Background: Care transitions pose increased risks for medication errors. Pharmacists are uniquely suited to provide assistance with medication reconciliations and medication counseling during care transitions.

Objective: The primary objective of this study was to evaluate the impact of a pharmacist reviewing discharge medication reconciliations and providing medication counseling at the time of hospital discharge.

Methods: This retrospective chart review includes adult patients discharged from a range of medicine services from August 23, 2014 to February 7, 2015, at a large academic medical center. The primary outcome was 30-day hospital readmission rate, and secondary outcomes included time-to-hospital readmission, frequency of medication errors, type of medication errors, and frequency of errors per pharmacologic class.

Results: In the final analysis, 175 patients were included. The majority of patients in the intervention group had at least one medication error, and the most common error occurred with cardiovascular agents. There was no statistically significant difference between the two groups regarding 30-day hospital readmissions.

Conclusion: Although the findings did not show significant differences, a pharmacist was able to identify medication errors in most patients. Additionally, a lack of difference in hospital readmissions is clinically significant, given the intervention group had higher acuity of health care needs.

Keywords: Transitions of care; Medication safety internal medicine

Introduction

Transitions of care can be a confusing and challenging experience for patients, as many of their medications may change during these times. The National Transitions of Care Coalition defines transitions of care as the movement of a patient from one health care setting to another, or to a patient’s home [1]. One aspect of the care transition is reconciling a patient’s entire medication regimen before an inpatient admission with their discharge regimen [2]. Providing an accurate discharge medication reconciliation is important for minimizing harm on return to home, reducing therapeutic duplications, and reducing patient morbidity and re-hospitalization.
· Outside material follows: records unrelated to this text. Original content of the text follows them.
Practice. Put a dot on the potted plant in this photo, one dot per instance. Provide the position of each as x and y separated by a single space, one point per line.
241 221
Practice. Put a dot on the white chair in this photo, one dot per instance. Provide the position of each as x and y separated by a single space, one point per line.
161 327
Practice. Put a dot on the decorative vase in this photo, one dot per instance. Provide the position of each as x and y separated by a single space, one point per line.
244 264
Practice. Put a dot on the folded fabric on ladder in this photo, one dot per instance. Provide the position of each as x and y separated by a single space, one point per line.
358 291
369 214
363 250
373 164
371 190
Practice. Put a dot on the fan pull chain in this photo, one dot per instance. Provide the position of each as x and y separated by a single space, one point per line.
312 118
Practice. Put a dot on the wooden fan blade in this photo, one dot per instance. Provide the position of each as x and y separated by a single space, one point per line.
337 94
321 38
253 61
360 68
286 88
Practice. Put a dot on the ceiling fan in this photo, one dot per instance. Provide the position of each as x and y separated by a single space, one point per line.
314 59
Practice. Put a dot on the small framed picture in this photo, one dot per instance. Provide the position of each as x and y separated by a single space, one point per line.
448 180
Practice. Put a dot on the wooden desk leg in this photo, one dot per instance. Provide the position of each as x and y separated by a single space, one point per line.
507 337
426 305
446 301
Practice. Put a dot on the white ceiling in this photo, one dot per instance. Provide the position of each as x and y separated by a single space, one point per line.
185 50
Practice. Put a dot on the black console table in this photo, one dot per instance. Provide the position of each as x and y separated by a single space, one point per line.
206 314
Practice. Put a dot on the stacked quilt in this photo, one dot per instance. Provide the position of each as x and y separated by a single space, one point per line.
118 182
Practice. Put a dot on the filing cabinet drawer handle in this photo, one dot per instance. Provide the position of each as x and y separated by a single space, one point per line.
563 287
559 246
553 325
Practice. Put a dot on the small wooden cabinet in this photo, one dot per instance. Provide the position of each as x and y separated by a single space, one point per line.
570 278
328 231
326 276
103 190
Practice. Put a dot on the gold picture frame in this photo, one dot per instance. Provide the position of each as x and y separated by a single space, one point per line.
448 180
The importance of medication reconciliations are demonstrated by these activities being considered a Joint Commission National Patient Safety Goal and a part of the Centers for Medicare and Medicaid Services Meaningful Use criteria [3,4].

Medication reconciliations are a critical step for identifying potential medication errors. In a 2009 study by Jack and colleagues, medication reconciliations were completed by pharmacists via a telephone call 2 to 4 days after being discharged from a hospital, which found 126 medication errors out of 195 medication reconciliations completed. Out of these errors, 53% needed corrective action [5]. Errors found when conducting medication reconciliations may have the potential to influence 30-day hospital readmission rates. The likelihood of 30-day hospital readmission after instituting a collaborative pharmacist care transitions program was evaluated in a retrospective cohort study. Patients in the intervention group received bedside delivery of medications and a phone follow-up by a pharmacist to review medications. The odds of 30-day readmission for the patients not receiving the intervention was 1.9 higher than those who had pharmacy involvement at discharge [6]. Furthermore, in a prospective study by Vira and colleagues, pharmacists conducted admission and discharge medication reconciliations for patients in the acute care units in a Canadian community hospital. Out of 60 patients, 60% had at least one medication discrepancy and 51% of the patients did not receive discharge instructions [7].
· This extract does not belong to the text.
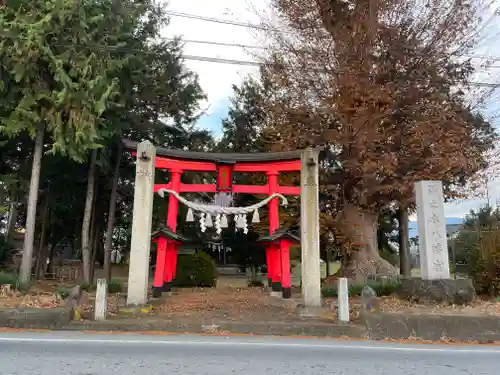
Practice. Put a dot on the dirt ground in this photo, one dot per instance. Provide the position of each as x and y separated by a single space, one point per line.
231 302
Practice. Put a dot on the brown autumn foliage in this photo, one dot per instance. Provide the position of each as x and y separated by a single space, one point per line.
376 82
A 2013 single-center, observational study evaluated 517 patients to determine the incidence of unintended admission medication discrepancies that were resolved by a pharmacist. Patients were identified for inclusion in the study if they were identified as high-risk for 30-day hospital readmission. Medication discrepancies were found in 25% of the patients, with 46% of the discrepancies being considered significant or serious. The program developed by this study is estimated to have a net cost savings value of $5.7 million over 5 years [8].
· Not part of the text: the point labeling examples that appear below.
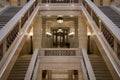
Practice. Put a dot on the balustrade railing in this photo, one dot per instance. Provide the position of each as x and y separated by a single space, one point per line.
32 66
60 1
10 31
99 18
60 53
109 39
9 35
1 51
88 66
118 50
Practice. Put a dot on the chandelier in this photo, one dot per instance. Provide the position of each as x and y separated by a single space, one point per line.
60 20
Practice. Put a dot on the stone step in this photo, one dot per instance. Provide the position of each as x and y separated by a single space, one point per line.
100 69
19 69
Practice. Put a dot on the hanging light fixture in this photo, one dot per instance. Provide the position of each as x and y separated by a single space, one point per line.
60 30
60 20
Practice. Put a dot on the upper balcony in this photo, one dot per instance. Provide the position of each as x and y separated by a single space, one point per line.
60 4
60 1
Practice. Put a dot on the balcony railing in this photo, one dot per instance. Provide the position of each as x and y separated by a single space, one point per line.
105 25
106 33
60 1
12 36
10 31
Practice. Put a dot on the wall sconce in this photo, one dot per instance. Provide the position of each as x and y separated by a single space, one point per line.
48 34
31 43
71 34
60 20
31 34
59 30
88 33
88 44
Based on the significant findings of prior research with medication reconciliation processes, the purpose of this study was to evaluate whether a pharmacists assisting with medication reconciliation and providing medication counseling at the time of discharge would reduce the 30-day hospital readmission rate in adult patients discharged from a large academic medical center. Other criteria investigated included time-to-hospital readmission, number of medication errors identified, and pharmacologic class in which the error was made.

Methods

The intervention, assessed through a retrospective chart review, included a pharmacist reviewing patients’ discharge medication reconciliations for errors and appropriateness as well as conducting discharge medication counseling. Once an error was identified, the pharmacist contacted the ordering provider and documented the encounter in the electronic medical record. Adults patients, 18 years or older, discharged from a southern United States academic medical center from August 23, 2014 to February 7, 2015 were included. Patients who were discharged from one of the following services were included in the analysis: family medicine; general medicine; hospitalists; or neurology. Patients included in the intervention group were limited to those discharged during an average of 32 working hours per month, as this was the timeframe during which the standardized intervention of medication reconciliation reviews and discharge counseling were provided at the institution. Patients in the control group were limited to the same average of 32 hours per month for comparison purposes. Exclusion criteria included: pregnant females; patients readmitted within 30 days for a planned procedure; patients receiving counseling from a pharmacist at time of admission and/ or for a specific medication; patients being discharged to hospice; patients leaving against medical advice; and patients with charts noting that the patient had died within 30 days of their index discharge.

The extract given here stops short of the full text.